The cosmos has long captivated humanity with its vastness and mystery. One of the most profound questions that both astronomers and curious minds have asked is: “How big is the universe?”
Despite significant advances in technology and astrophysics, it remains difficult to give a definitive answer to this question.
The observable universe (the part we can see from Earth) has been estimated to be about 93 billion light years in diameter. This astonishing figure is based on the distance that light, traveling at 300,000 kilometers per second, could travel in the 13.8 billion years since the Big Bang.
However, this does not take into account the continuous expansion of the universe over time, which complicates the measurement.
Astronomers use several methods to measure cosmic distances. They use baryon acoustic oscillations to study the waves of the early universe within the cosmic microwave background.
In addition, standard candles, such as type 1A supernovae, serve as reference points for measuring large distances. The Hubble Space Telescope has observed Cepheid variables, which are used as stepping stones to determine the scale of the universe through its relationship to supernovae.
Despite these techniques, the true size of the universe remains uncertain. It may be infinite, and parts of it are too distant for the light emitted from the Big Bang to have reached Earth or our instruments, putting them outside the observable universe.
The European Space Agency’s Planck space mission has provided detailed maps of the oldest light in the universe, but even this only scratches the surface of its entire extent.
Inflation theory suggests that the visible universe is only a fraction of the total, potentially infinite cosmos. The shape of the universe also influences its size, with possibilities ranging from a closed sphere to an infinite, flat expanse.
Scientists led by Mihran Vardanyan from the University of Oxford attempted to statistically analyze all measurement results to estimate the size of the universe.

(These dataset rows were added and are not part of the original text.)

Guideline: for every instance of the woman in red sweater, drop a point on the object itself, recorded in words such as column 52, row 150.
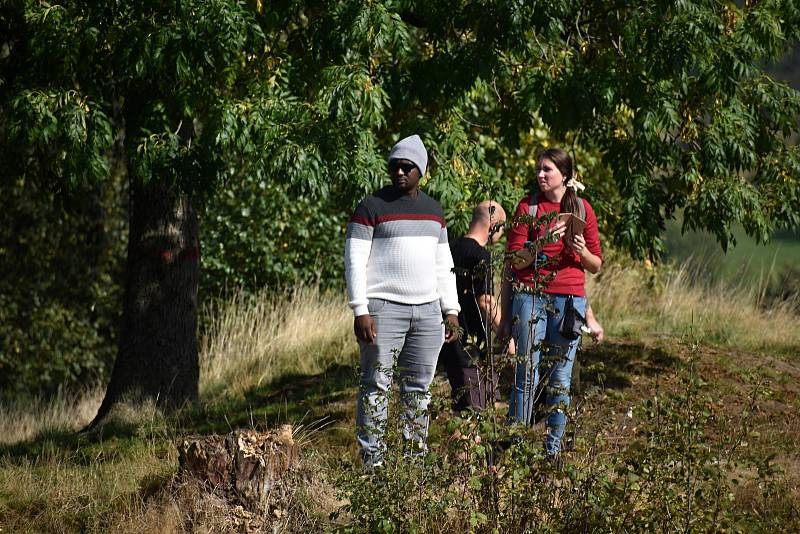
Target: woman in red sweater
column 545, row 356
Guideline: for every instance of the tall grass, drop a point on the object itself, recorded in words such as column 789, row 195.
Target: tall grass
column 23, row 421
column 635, row 301
column 122, row 484
column 252, row 340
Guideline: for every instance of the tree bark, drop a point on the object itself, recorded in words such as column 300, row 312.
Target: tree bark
column 157, row 357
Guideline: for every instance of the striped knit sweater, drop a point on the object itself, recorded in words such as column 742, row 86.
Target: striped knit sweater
column 396, row 249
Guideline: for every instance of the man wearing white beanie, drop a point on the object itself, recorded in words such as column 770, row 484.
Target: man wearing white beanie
column 400, row 283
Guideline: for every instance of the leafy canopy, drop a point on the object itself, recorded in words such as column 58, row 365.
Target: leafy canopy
column 666, row 105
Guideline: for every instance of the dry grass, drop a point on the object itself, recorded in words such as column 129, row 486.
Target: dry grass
column 124, row 485
column 634, row 301
column 253, row 340
column 24, row 421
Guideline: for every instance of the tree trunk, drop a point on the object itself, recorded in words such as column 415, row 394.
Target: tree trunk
column 157, row 357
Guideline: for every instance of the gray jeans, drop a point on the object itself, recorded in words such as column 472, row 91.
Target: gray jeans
column 414, row 334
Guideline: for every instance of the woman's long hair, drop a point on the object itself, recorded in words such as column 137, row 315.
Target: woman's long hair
column 562, row 161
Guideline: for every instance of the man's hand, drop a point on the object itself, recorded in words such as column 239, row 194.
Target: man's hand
column 364, row 327
column 451, row 328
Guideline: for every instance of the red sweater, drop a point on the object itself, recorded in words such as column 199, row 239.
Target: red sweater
column 570, row 276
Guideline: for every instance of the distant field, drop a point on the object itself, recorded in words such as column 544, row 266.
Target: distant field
column 747, row 262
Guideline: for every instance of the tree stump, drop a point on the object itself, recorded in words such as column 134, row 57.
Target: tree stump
column 245, row 466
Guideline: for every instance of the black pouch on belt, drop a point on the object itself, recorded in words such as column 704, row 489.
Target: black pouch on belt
column 571, row 321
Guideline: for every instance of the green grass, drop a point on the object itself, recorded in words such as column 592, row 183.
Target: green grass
column 746, row 262
column 53, row 480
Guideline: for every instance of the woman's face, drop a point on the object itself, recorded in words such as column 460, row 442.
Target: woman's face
column 548, row 176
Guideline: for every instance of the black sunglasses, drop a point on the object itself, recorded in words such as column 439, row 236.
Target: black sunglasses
column 406, row 167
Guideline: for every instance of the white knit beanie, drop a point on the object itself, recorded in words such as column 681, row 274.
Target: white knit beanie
column 412, row 149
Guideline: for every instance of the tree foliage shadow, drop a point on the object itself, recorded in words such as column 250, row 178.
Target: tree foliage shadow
column 79, row 447
column 293, row 398
column 612, row 365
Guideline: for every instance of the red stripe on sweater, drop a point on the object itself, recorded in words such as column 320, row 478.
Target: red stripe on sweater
column 361, row 220
column 409, row 217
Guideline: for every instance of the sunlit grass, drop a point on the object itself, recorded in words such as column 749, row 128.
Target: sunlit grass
column 252, row 340
column 52, row 480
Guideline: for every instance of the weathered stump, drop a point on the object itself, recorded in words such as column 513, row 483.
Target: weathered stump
column 244, row 467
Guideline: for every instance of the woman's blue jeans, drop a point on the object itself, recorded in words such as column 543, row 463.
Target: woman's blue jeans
column 544, row 365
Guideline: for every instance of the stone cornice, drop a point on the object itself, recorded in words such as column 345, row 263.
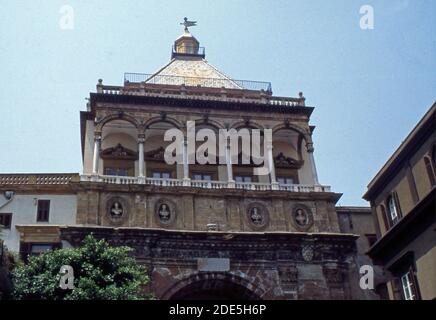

Their findings suggest that the universe is at least 250 times larger than the observable universe, or at least 7 billion light years in diameter.
The challenge of understanding the scale of the universe is not only scientific but also philosophical. The distances between celestial bodies are so enormous that they defy the scales of human understanding.
As we continue to explore and map the cosmos, the vastness of the universe serves as a humbling reminder of our place within it. While we may be getting closer to more precise measurements, the true size of the universe could remain one of the great mysteries of science.